Pathology of Chronic Traumatic Encephalopathy

2018 
Chronic traumatic encephalopathy (CTE) is a progressive neurodegenerative disease found in contact sport athletes and military veterans exposed to repetitive mild traumatic brain injury, including concussive and blast injuries. In 2015, a NINDS consensus conference defined the preliminary neuropathological criteria to diagnose CTE as the accumulation of hyperphosphorylated tau as neurofibrillary tangles and neurites around small blood vessels at the sulcal depths of the cerebral cortex. The pathology of CTE has been stratified into stages I to IV of increasing pathological severity that, in football players, are associated with the age of the subject at death and the number of years of exposure to football. Evidence suggests that the physics of traumatic injury dictates the localization of early CTE lesions to the regions around small blood vessels at the depths of the cerebral sulci.

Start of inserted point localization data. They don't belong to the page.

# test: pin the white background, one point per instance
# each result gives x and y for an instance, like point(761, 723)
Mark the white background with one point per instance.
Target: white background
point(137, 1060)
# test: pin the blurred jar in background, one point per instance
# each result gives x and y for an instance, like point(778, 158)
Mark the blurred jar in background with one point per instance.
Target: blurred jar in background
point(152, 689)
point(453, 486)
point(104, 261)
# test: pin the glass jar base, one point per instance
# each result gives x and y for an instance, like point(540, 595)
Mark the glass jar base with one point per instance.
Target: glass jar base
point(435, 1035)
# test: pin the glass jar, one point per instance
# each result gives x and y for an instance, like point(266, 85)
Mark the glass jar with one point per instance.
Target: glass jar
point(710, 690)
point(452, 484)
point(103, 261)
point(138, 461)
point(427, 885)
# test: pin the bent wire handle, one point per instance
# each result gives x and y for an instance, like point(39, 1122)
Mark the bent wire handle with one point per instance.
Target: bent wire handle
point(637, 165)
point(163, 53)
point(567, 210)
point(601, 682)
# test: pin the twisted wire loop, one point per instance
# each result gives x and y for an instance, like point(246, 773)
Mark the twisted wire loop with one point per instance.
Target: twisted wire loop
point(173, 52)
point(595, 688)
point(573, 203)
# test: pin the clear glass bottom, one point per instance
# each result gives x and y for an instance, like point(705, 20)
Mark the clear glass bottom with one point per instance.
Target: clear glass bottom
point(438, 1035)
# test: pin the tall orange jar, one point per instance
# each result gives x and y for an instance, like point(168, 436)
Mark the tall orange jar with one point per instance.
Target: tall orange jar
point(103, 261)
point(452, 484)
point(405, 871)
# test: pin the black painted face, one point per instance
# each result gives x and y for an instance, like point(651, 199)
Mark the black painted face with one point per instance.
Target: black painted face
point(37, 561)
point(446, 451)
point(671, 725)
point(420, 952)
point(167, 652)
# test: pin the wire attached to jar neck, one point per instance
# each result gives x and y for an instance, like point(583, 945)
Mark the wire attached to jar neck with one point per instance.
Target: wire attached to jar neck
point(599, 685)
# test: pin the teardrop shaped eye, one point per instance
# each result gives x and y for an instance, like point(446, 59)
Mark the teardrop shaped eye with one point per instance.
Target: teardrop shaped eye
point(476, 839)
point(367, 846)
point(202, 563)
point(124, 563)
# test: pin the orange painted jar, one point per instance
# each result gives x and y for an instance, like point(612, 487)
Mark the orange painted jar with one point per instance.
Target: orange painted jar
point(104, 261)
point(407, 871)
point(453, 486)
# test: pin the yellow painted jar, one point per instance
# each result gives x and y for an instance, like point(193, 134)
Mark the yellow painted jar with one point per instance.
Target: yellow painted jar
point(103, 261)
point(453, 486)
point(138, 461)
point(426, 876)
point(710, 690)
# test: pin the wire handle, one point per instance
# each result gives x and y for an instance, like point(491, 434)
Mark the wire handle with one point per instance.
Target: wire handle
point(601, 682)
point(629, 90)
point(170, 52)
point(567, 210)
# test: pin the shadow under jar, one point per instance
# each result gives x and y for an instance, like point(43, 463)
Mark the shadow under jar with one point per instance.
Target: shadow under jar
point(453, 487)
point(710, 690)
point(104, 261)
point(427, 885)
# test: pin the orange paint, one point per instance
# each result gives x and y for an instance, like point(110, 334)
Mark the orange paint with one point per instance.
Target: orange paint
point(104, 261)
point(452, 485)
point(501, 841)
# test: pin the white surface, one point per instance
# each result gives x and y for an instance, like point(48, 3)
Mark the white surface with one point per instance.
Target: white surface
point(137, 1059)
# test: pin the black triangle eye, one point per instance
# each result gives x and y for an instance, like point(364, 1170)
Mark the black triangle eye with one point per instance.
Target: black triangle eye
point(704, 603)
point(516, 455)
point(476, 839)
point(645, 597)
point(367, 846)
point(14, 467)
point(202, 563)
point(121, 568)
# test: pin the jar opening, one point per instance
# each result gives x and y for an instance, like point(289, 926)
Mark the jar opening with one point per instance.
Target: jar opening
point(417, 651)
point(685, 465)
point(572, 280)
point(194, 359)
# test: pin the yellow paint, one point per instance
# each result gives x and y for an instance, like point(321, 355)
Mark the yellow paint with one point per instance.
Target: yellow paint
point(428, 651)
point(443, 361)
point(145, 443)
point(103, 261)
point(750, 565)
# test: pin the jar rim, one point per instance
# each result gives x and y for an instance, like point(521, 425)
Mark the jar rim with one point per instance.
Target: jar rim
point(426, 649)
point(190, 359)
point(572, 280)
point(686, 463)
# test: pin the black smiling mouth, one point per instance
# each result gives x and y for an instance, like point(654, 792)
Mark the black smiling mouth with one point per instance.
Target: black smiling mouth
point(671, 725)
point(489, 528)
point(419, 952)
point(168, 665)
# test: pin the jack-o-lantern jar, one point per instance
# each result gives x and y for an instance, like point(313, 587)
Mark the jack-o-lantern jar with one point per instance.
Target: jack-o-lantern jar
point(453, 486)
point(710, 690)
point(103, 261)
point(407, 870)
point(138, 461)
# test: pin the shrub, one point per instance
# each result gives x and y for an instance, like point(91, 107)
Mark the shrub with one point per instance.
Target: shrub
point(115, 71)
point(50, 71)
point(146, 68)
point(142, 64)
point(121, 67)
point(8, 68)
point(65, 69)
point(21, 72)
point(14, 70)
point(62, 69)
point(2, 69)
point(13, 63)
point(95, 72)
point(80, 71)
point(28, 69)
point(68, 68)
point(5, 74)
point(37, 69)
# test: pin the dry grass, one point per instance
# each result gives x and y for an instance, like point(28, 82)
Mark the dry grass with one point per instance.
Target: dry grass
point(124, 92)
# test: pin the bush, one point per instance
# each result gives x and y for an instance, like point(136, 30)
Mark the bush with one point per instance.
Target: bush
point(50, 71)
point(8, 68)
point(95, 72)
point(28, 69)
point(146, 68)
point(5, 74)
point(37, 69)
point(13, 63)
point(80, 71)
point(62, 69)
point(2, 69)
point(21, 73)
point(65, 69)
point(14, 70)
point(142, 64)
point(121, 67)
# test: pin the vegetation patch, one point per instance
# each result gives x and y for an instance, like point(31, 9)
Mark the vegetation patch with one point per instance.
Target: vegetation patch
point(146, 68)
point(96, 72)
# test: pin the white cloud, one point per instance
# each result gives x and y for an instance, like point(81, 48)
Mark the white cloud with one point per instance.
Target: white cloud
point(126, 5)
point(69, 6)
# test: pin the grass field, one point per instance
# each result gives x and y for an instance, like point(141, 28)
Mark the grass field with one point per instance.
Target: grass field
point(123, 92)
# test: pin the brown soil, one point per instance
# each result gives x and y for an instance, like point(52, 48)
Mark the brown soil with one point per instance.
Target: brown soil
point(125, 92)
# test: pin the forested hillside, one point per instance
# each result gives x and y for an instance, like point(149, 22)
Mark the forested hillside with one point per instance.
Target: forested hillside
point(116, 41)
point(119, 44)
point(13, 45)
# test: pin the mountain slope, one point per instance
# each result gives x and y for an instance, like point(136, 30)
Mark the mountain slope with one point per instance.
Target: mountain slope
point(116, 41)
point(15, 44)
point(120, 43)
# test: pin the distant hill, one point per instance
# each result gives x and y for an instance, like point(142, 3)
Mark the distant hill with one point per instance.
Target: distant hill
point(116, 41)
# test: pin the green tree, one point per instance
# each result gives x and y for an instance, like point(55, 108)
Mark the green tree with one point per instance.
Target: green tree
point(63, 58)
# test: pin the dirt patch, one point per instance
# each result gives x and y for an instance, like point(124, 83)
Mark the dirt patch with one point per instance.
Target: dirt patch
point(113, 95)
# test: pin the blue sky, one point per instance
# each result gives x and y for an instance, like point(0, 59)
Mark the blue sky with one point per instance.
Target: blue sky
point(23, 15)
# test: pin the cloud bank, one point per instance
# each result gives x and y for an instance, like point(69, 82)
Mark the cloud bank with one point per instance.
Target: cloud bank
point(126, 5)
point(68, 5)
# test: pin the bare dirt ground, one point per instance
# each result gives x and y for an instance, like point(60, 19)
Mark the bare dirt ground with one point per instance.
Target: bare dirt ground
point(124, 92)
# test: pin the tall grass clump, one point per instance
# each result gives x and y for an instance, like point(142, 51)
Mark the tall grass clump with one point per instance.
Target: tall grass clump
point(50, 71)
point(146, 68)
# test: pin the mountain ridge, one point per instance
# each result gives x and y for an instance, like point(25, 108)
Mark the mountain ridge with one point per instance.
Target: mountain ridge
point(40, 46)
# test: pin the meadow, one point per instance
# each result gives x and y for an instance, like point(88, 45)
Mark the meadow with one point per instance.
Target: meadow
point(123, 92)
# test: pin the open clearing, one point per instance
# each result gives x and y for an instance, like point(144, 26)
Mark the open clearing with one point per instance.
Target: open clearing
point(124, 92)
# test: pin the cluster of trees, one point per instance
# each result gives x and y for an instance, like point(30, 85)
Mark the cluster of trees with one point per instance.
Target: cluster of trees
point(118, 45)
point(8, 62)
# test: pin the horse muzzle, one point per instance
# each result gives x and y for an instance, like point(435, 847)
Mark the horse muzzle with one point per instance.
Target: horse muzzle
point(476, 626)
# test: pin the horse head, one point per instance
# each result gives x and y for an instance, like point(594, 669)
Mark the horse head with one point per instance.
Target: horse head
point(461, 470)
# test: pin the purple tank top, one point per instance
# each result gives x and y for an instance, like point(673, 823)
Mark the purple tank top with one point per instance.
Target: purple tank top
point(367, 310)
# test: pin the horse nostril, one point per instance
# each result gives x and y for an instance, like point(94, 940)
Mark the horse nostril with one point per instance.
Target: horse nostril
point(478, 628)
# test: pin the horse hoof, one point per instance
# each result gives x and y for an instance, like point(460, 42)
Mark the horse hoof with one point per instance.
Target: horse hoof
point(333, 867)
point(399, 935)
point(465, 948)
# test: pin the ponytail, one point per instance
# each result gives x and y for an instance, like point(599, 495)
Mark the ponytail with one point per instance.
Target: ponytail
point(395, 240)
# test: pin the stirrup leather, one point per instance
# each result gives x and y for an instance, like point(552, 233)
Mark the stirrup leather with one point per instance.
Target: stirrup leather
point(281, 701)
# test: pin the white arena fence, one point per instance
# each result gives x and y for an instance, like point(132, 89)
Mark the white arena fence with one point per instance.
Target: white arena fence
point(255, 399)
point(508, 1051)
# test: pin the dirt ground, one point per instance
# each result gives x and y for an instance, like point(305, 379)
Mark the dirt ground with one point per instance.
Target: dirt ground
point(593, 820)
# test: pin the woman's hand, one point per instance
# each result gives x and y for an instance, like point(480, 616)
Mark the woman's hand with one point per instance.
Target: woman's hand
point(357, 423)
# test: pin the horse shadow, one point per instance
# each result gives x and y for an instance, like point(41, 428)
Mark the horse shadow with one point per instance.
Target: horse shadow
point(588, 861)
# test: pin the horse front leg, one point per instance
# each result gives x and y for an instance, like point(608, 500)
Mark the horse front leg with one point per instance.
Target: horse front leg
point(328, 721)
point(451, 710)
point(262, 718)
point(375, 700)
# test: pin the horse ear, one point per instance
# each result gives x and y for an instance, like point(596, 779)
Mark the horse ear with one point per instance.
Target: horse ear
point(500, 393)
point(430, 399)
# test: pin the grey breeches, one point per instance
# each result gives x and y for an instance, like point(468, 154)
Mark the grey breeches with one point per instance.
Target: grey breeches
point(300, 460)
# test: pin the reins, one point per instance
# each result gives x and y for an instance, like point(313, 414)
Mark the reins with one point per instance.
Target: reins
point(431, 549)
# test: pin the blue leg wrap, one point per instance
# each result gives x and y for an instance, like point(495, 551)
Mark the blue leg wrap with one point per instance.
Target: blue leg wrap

With advancing age, CTE pathology spreads to involve wide regions of the cerebral cortex, diencephalon, and brainstem. How the tau pathology spreads throughout the brain in the absence of further trauma is not known, but hypotheses include a prion templating mechanism of intraneuronal tau propagation, abnormal glymphatic clearance that impedes the removal of hyperphosphorylated tau from the nervous system, or persistent neuroinflammation. Current research is focused on early detection of the CTE pathological lesions in living subjects using fluid biomarkers and neuroimaging, as well as identification of unique components of the pathology that can be targeted therapeutically.